According to the Sahar police officers in the early hours of Tuesday the assistant Immigration Officer Rishabh Singh, who was on duty at the immigration counter, was approached by a flyer who presented his passport and visa along with other documents. When Singh noticed that Roy, who was from Delhi according to his documents, had visited Bangladesh twice and had stamped on his passport, he suspected some foul play and asked Roy the purpose of his visit. The flyer, however, did not give satisfactory replies. Singh then suspected that Roy was a Bangladeshi national.
Roy had a boarding pass for flying from Mumbai to Nairobi, then connecting flights from Nairobi to Harare and Harare to Zambia.
Singh took Roy to his superior, wing in-charge Mohammed Shahid, for questioning. On asking Roy, he said that since he was 11 years old, he was attached to the ISCON and was brought to India where he stayed in Bengaluru, Delhi and Noida in ISCON shelters. In 2015, he met an agent Ram Samus, a resident of Karol Baug who had offered to make his Aadhar card and PAN card using which he applied for an Indian passport.

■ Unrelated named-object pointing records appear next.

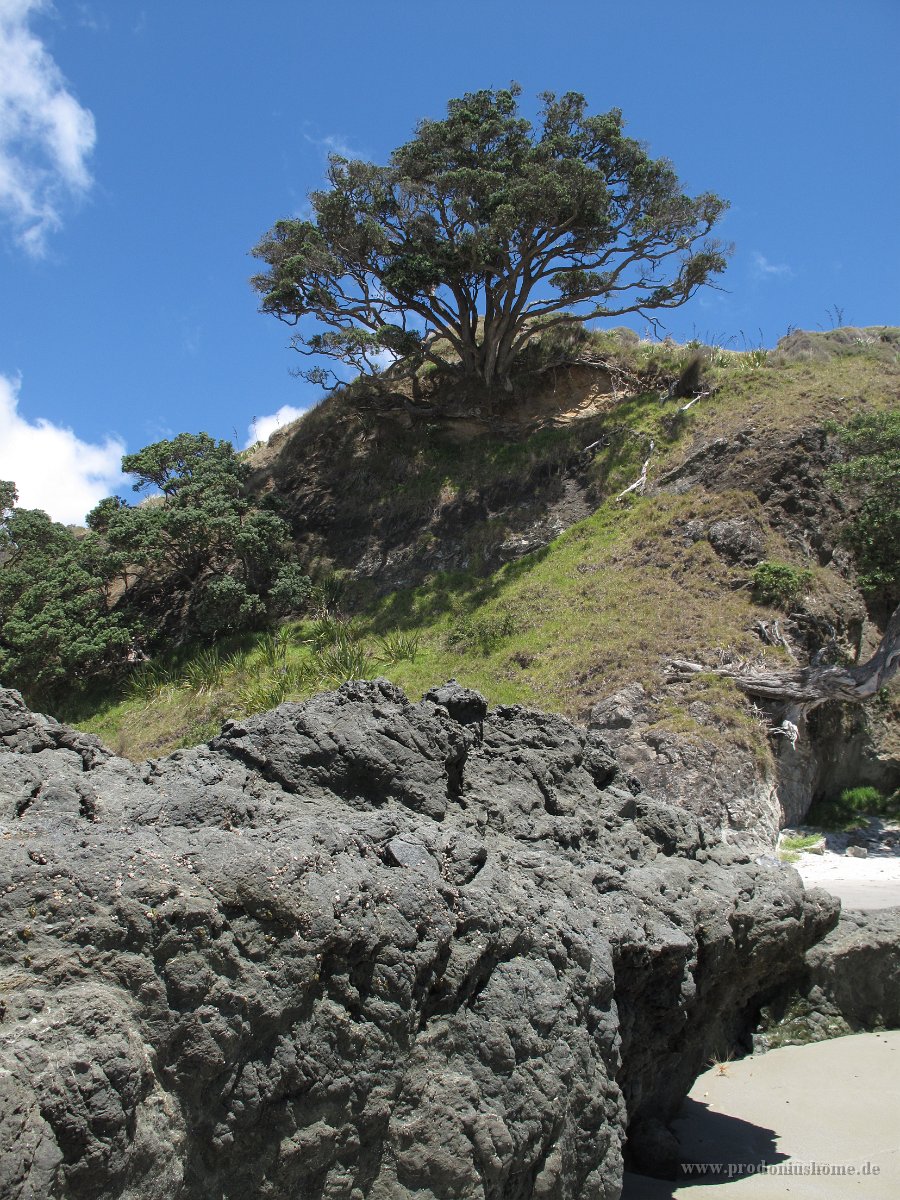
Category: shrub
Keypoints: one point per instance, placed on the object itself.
(397, 648)
(853, 803)
(292, 591)
(480, 634)
(871, 477)
(779, 583)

Roy had travelled to Kenya in the past using the passport. “When the wing in-charge checked Roy’s phone, he found the passport copies of his parents from Dhaka in Bangladesh and referred him to us for legal action,” said a police officer from Sahar police station.
The Sahar police have booked Roy under sections 420 (cheating), 465 (forgery), 468 (forgery for the purpose of cheating) of the Indian Penal Code and section 12 of the Passport Act.